First of all, let us take a look at the definition of the sys_clone in arch/x86/kernel/process.c:

long sys_clone(unsigned long clone_flags, unsigned long newsp,
               void __user *parent_tid, void __user *child_tid, struct pt_regs *regs)

Although, the definition looks quite complicated, in reality, it only needs clone_flags and newsp to be specified. 

But there is a strange thing - it does not take a pointer to the thread function as a parameter. That is normal - sys_clone only performs the action suggested by its name - clones the process. But how about the libc's clone? - you may ask. As I have mentioned above, libc's clone is a wrapper and what is does in addition to calling sys_clone is setting its return address in the cloned process to the address of the thread function. But let us examine it in more detail.

clone_flags - this value tells the kernel about how we want our process to be cloned. In our case, as we want to create a thread, rather then a separate process, we should use the following or'ed values:

CLONE_VM  (0x100) - tells the kernel to let the original process and the clone in the same memory space;
CLONE_FS (0x200) - both get the same file system information;
CLONE_FILES (0x400) - share file descriptors;
CLONE_SIGHAND (0x800) - both processes share the same signal handlers;
CLONE_THREAD (0x10000) - this tells the kernel, that both processes would belong to the same thread group (be threads within the same process);

SIGCHLD (0x11) - this is not a flag, this is the number of the SIGCHLD signal, which would be sent to the original process (thread) when the thread is terminated (used by wait functions).

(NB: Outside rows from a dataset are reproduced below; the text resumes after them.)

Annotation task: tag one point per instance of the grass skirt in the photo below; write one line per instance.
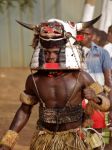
(65, 140)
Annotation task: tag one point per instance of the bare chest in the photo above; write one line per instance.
(56, 92)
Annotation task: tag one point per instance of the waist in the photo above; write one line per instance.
(58, 128)
(60, 115)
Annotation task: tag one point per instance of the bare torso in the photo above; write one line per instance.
(59, 91)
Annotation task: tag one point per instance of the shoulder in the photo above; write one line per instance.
(85, 78)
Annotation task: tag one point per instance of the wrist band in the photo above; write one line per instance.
(105, 104)
(9, 139)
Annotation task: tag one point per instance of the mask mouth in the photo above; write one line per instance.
(50, 43)
(51, 66)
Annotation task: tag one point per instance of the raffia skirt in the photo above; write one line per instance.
(65, 140)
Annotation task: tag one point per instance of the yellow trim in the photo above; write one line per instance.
(27, 99)
(9, 139)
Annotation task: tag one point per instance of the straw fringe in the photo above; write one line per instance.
(66, 140)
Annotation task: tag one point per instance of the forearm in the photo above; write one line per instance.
(21, 118)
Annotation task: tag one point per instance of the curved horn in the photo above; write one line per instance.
(82, 25)
(28, 26)
(91, 22)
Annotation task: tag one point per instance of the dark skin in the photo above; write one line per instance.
(55, 92)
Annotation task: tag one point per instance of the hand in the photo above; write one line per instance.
(89, 94)
(4, 147)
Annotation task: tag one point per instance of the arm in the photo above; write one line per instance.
(28, 99)
(94, 93)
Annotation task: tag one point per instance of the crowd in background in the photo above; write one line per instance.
(97, 49)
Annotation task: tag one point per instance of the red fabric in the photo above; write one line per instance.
(79, 37)
(51, 65)
(97, 117)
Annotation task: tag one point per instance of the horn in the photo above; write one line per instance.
(91, 22)
(28, 26)
(82, 25)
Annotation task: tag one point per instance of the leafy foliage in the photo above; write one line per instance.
(23, 4)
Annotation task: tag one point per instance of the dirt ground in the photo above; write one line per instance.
(11, 84)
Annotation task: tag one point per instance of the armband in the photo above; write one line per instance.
(28, 99)
(9, 139)
(96, 87)
(104, 103)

newsp - the value of the stack pointer for the cloned process (new thread). This value may be NULL in which case, both threads are using the same stack. However, if the new thread attempts to write to the stack, then, due to the copy-on-write mechanism, it gets new memory pages, thus, leaving the stack of the original thread untouched.

Stack Allocation
Due to the fact, that in most cases, you would want to allocate a new stack for a new thread, I cannot leave this aspect uncovered in this article. To make things easier, let us implement a small function, which would receive the size of the requested  stack in bytes and return a pointer to the allocated memory region.

Important note:
As Linux follows AMD64 calling convention when running in 64 bits, function parameters and system call arguments are passed via the following registers:
Function call: arguments 1 - 6 via RDI, RSI, RDX, RCX, R8, R9; additional arguments are passed on stack.
System call: arguments 1 - 6 via RDI, RSI, RDX, R10, R8, R9; additional arguments are passed on stack.

C declaration:
void* map_stack(unsigned long stack_size);

PROT_READ     = 1
MAP_PRIVATE   = 0x002
MAP_ANON      = 0x020
SYS_MMAP      = 9

   push  rdi rsi rdx r10 r8 r9                 ;Save registers
   mov   rsi, rdi                              ;Requested size
   xor   rdi, rdi                              ;Preferred address (may be NULL)   
   mov   rdx, PROT_READ or PROT_WRITE          ;Memory protection
   mov   r10, MAP_PRIVATE or MAP_ANON or MAP_GROWSDOWN ;Allocation attributes
   xor   r8, r8                                ;File descriptor (-1)
   dec   r8     
   xor   r9, r9                                ;Offset - irrelevant, so 0
   mov   rax, SYS_MMAP                         ;Set system call number
   syscall                                     ;Execute system call
   pop   r9 r8 r10 rdx rsi rdi                 ;Restore registers

Calling this function would be as easy as:

mov  rdi, size
call map_stack

This function returns either a negative error code as provided by sys_mmap or the address of the allocated memory region. As we specified MAP_GROWSDOWN attribute, the obtained address would point to the top of the allocated region instead of pointing to its bottom, thus, making it perfect to specify as a new stack pointer.

Creation of Thread
In this section, we will implement a trivial create_thread function. It would allocate stack (of default size = 0x1000 bytes) for a new thread, invoke sys_clone and to either the instruction following call create_thread or to the thread function, depending on the return value of sys_clone.

C declaration:
long create_thread(void(*thread_func)(void*), void* param);

As you may see, the return type of the thread_func is void, unlike the real clone function. I will show you why a bit later.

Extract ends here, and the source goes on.